Lise Bissonnette ne sera plus à la tête de Bibliothèque et Archives nationales du Québec (BAnQ) bientôt mais son successeur héritera d'une institution en santé, à commencer par la Grande Bibliothèque, à Montréal, qui maintient un excellent taux de fréquentation, même à l'heure d'Internet.

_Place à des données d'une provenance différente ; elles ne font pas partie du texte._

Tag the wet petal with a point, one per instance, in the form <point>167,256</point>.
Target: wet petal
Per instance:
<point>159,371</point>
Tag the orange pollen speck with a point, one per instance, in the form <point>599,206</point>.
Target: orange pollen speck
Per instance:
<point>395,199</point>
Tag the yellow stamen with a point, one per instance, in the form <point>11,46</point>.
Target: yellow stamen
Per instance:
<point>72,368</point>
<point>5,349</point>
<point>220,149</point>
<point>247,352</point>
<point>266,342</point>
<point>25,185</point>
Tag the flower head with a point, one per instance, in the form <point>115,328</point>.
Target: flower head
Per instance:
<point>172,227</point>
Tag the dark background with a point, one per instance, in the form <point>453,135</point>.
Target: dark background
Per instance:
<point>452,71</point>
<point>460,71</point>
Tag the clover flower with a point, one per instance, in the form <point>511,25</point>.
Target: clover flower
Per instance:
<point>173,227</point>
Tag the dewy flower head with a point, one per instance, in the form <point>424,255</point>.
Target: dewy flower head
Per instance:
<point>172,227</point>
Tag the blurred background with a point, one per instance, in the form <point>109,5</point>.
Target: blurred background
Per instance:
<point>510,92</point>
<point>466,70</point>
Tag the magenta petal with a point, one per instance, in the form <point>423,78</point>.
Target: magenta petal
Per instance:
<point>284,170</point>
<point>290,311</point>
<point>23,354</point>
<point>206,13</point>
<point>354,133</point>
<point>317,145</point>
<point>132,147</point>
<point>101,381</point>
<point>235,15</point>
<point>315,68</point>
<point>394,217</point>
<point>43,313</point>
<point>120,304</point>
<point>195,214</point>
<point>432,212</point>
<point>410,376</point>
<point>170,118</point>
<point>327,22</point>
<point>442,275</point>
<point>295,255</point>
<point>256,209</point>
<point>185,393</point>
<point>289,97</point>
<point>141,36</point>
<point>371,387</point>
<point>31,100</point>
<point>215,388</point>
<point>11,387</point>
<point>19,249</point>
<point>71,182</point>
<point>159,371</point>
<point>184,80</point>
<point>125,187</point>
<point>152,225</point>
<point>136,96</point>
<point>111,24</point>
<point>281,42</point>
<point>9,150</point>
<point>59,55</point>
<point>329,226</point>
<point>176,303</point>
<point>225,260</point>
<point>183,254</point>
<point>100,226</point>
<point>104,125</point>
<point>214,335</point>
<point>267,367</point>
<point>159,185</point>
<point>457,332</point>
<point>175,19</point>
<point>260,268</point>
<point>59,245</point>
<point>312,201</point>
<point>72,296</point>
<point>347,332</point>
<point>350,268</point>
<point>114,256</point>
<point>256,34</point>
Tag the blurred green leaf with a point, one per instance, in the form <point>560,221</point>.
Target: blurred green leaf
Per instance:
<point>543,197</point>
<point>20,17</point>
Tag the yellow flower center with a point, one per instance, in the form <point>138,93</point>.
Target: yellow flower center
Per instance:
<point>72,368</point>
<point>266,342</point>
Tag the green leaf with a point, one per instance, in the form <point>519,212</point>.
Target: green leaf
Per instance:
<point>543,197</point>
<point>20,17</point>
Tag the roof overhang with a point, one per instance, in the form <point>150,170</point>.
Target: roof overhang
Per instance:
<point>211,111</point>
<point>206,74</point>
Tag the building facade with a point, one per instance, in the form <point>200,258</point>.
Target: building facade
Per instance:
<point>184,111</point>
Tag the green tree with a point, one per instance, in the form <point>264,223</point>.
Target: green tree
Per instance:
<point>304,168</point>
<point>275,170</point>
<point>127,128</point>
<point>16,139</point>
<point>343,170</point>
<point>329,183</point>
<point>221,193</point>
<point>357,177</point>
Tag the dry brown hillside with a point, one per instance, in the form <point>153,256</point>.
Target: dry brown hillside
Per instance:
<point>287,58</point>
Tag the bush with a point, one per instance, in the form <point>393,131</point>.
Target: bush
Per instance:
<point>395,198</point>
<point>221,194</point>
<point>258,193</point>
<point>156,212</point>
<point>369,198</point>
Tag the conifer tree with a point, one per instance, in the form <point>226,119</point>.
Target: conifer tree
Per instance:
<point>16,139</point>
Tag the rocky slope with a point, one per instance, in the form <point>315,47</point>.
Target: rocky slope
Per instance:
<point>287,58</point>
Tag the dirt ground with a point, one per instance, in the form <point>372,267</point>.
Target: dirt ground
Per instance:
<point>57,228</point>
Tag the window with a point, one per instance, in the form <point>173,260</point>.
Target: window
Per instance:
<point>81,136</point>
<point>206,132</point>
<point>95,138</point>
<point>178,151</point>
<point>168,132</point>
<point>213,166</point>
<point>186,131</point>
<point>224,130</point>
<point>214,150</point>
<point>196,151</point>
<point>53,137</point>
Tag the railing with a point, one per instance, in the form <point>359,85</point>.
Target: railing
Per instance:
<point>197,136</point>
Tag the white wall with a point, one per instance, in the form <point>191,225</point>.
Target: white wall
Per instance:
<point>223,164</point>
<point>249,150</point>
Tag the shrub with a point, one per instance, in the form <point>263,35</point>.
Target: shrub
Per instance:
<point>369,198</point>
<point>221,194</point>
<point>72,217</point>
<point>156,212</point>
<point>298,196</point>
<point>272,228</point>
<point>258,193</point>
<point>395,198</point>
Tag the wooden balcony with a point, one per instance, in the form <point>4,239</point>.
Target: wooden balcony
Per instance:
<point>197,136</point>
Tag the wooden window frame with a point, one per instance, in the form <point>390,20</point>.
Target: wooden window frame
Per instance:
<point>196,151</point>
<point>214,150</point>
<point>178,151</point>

Alain Martineau LA PRESSE CANADIENNE

C'est un bilan on ne peut plus positif qu'a dressé la présidente-directrice générale de l'institution, qui tirera sa révérence le 22 juin, après avoir mené un combat en faveur d'une grande bibliothèque à Montréal et procédé à toute les étapes avant, pendant et après la concrétisation du projet qui a démarré en 1998.Mais outre le taux de fréquentation - environ 55 000 personnes s'y rendent et 100 000 livres ou documents sont prêtés chaque semaine -, Mme Bissonnette, en entrevue à La Presse Canadienne, n'oublie pas de parler de son équipe, et note aussi l'accomplissement de fusions ayant débouché sur la création de la plus grande institution culturelle du Québec.

Le combat de Mme Bissonnette a commencé il y a 13 ans avec un éditorial musclé quand, à la direction du quotidien Le Devoir, elle avait plaidé pour une «Très Grande Bibliothèque», à la fine pointe des technologies. Après plusieurs interventions, c'est elle qui sera finalement nommée responsable du projet en 1998.

Malgré plusieurs controverses, les travaux pour construire la Grande Bibliothèque, localisée au-dessus du métro Berri-UQAM (à côté de l'Université du Québec à Montréal), sont lancés en 2001. Le bâtiment ultramoderne est inauguré le 29 avril 2005.

D'entrée de jeu, Mme Bissonnette ne tarit pas d'éloges à l'endroit de son équipe, à commencer par ses collaborateurs, dont certains l'accompagnent depuis les débuts de l'aventure.

Celle qui est encore perçue comme la patronne de la Grande Bibliothèque se félicite surtout des fusions qui ont mené à la création d'une seule institution regroupant les lieux de diffusion et les archives nationales du Québec.

«Ce qui me plaît le plus, dit-elle, c'est d'avoir réussi ces deux fusions, ces collages en une seule institution qui sert tous les Québécois, qui fait la chaîne de ce qu'on appelle le lieu documentaire. On ne retrouve aucun autre endroit où cela s'est fait. Ca fonctionne plutôt bien ici.»

En 2002, la Grande Bibliothèque absorbe la Bibliothèque nationale - institution majeure fondée en 1967 -, alors que les Archives nationales, créées en 1910, les rejoignent en 2006. La plus grande institution culturelle du Québec compte 800 employés.

Au terme de son périple à la tête de l'institution, Mme Bissonnette avoue que son seul regret a trait à la fermeture du lieu culturel le lundi (seule la section Actualités est ouverte).

«Si j'avais un voeu et les fonds, j'ouvrirais le lundi, et les heures d'ouverture seraient prolongées jusqu'à minuit, y compris la fin de semaine, alors que la bibliothèque ferme à 17 h», a noté Mme Bissonnette.

«Je trouve toujours un peu triste de voir les gens partir à la fermeture. On les voit malheureux. Il y a un besoin, mais en terme de personnel, c'est énorme. On parle de plusieurs centaines de milliers de dollars de plus. On a un gros budget et il faut être solidaire des autres institutions culturelles qui comptent moins de ressources», a signalé celle qui pourra dire «mission accomplie».

En quittant au début de l'été, Lise Bissonnette, également écrivaine, compte s'arrêter pour prendre le temps de respirer. Elle dit avoir deux ou trois projets d'écriture en tête.

Pour lui succéder à Bibliothèque et Archives nationales du Québec, on retrouvera Guy Berthiaume, actuel vice-recteur à la recherche et à la création de l'UQAM.